Stripping down to her long-sleeved, long-legged thermal underwear, before curling up, hiding herself from the world.

Hot, silent tears trickled down her cheeks, yet somehow the certainty of Idan’s conviction meant she didn’t spiral into hopelessness.

Outside, the wind shrieked against the plexiglass as the fire dwindled to a scarlet pulse, the stormy night and flickering flames encapsulating her mood.

In time, Idan blew the candles and lamp out and slid into the bed beside her.

He wrapped his limbs around her, his body a furnace in the freezing dark.

Sheba shuddered into him as he pulled her back to his chest, anchoring her with steady contact.

His hand came to rest on the curve of her hip, his heat a shield against the ghosts of the massacre until she fell asleep.

The synth-steel axe bit into the cedar log with a resonant crack, launching shards of pale wood into the frost-dusted grass.

Idan wiped the chips from his hair, his back muscles corded and mapped with the shifting gold of his sub-dermal sigils.

Beside him, Sheba clutched a second hatchet, her brow furrowed in fierce concentration as she waited for her turn to drive the blade into the seasoned oak.

Idan had never encountered a woman so determined to master the mundane.

The aloof Sacran goddesses and pampered princesses of the High Court never deigned to lift a finger for their own comfort, let alone their survival.

Sheba, on the other hand, stunned him with the seamless way she was now a permanent fixture in his high-altitude life.
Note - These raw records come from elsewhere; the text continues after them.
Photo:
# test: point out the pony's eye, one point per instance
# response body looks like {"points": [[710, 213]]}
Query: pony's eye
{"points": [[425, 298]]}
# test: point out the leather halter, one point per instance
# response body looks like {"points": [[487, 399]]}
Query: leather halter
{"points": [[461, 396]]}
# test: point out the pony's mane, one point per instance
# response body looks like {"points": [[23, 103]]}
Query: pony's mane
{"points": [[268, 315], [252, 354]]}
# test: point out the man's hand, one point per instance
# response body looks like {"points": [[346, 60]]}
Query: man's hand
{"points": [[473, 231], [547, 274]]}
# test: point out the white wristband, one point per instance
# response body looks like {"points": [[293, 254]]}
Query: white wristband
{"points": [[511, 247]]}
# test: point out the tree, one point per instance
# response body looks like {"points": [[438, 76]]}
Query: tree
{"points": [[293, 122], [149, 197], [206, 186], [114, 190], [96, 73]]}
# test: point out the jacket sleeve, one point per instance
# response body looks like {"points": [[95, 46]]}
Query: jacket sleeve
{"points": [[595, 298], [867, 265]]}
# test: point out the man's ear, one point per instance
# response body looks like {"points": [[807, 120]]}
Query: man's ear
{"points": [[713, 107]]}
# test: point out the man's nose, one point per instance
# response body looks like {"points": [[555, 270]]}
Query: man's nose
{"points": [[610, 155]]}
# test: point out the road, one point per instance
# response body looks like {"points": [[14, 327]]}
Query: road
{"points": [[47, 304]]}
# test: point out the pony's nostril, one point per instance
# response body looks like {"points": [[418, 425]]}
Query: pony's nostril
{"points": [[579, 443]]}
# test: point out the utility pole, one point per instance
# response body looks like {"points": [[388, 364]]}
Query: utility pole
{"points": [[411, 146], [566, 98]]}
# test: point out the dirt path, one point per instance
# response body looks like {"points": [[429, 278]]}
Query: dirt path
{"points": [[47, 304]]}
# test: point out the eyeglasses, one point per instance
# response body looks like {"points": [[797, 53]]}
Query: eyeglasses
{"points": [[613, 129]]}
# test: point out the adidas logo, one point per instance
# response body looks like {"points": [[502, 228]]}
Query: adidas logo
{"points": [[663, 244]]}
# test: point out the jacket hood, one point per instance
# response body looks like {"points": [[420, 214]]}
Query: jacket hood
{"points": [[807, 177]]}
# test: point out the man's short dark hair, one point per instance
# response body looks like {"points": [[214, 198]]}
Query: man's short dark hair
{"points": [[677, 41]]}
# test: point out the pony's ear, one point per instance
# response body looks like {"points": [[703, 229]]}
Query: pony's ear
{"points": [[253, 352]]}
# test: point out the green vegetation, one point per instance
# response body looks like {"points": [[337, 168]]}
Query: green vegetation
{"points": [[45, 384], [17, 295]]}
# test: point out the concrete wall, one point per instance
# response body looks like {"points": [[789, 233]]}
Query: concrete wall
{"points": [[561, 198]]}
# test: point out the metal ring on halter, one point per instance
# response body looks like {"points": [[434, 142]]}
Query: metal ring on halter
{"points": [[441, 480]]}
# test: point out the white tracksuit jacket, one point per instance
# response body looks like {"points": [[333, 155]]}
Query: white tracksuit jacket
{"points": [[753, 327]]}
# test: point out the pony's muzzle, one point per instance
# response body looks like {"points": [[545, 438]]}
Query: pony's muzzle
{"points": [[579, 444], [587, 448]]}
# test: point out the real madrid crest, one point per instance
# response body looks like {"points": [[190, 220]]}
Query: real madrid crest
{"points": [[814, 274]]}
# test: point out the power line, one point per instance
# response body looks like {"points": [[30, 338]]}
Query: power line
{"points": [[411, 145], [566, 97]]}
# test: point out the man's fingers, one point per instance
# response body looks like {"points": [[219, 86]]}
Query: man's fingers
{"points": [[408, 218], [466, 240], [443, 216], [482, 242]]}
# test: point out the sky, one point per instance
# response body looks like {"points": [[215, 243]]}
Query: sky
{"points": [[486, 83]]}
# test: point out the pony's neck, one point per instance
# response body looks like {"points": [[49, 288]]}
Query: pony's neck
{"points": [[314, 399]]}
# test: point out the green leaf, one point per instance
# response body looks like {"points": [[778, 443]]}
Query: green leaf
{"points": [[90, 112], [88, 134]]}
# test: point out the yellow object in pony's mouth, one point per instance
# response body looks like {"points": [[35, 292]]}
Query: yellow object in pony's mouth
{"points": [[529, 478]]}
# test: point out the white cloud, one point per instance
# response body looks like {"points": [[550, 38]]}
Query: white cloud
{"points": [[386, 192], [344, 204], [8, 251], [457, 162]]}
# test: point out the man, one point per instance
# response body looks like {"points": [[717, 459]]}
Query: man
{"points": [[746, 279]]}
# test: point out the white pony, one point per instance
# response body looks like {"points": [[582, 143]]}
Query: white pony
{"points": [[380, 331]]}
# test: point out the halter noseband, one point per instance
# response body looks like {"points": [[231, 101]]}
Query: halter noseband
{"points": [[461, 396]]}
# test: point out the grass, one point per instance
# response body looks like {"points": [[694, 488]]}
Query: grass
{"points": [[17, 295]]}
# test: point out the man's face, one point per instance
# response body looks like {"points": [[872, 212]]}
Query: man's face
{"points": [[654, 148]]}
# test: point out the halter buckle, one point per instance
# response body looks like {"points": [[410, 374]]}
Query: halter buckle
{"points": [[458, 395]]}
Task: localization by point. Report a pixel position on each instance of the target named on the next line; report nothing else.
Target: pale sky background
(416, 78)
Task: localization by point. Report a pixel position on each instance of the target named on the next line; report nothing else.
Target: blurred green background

She spent her days by his side, helping him around the farm, at her insistence.

She hauled salt blocks to the upper ridges for the cattle.

Together, they mended the poly-wire perimeter fences, where the mountain ice had snapped the tensioners like brittle thread.

He hid a grin when she cursed as she wielded a heavy iron mallet to shatter the frozen crust on the water troughs.